Nearly one in four employers has reduced their benefit costs by introducing a flexible benefits scheme, according to a survey of UK employers by consultancy Mercer.
A total of 55% of respondents believed setting up a flexible benefits scheme would actually increase their costs. Yet 39% of those with flex schemes said their benefit costs were lower than they would have been without a flex scheme, while 45% said their costs had been unaffected.
John Puddephatt, senior consultant at Mercer, said: “When put into practice, flex can be an effective vehicle for managing and reducing company costs. This is done by putting a limit on employer contributions to employees’ benefit packages. As costs increase, employees can elect to reduce their benefit levels, increase their own contributions or switch to another benefit.
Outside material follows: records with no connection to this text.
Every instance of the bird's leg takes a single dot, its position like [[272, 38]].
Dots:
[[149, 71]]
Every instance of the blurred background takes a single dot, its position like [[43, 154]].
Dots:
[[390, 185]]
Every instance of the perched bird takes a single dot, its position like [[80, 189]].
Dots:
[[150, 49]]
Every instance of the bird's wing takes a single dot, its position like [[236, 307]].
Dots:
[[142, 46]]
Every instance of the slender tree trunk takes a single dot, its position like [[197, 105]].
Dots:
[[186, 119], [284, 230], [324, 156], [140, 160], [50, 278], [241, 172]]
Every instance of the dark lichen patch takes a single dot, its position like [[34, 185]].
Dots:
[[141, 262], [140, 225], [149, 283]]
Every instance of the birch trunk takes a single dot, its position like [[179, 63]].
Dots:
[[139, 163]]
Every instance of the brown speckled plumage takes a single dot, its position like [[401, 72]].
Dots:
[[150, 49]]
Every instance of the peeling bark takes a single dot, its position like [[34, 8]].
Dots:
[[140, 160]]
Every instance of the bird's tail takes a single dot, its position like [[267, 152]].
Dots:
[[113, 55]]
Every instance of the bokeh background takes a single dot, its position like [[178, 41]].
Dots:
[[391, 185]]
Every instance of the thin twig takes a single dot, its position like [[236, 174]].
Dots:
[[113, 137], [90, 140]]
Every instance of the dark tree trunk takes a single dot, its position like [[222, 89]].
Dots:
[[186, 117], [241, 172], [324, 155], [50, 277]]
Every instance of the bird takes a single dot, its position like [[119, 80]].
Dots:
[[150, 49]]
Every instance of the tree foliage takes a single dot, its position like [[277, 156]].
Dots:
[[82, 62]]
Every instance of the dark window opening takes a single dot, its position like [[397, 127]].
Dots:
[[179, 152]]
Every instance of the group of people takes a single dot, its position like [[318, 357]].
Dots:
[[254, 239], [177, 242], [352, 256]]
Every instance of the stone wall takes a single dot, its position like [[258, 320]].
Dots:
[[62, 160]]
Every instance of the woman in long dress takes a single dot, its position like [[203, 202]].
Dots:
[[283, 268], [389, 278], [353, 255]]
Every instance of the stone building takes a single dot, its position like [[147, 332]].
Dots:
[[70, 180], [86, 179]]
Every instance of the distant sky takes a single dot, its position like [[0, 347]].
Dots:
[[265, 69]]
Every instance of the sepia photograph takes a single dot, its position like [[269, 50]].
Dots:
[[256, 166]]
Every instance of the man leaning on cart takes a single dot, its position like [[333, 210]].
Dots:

“Employers can also make benefit adjustments that help to reduce tax and national insurance contributions. Examples are salary sacrifice programmes for pensions and other benefits.”
Only 11% of respondents said the most important reason for introducing flexible benefits was to reduce or control the company’s contribution to benefit costs. Puddephatt added: “From this research, and evidence from client work, we believe flex should be given higher priority as an option for managing company costs, given most companies are looking to make further cost reductions in the year ahead.”
A third of employers said they aimed to reduce their current benefit spend in 2010, while 45% said they planned to reduce benefit cost increases over time.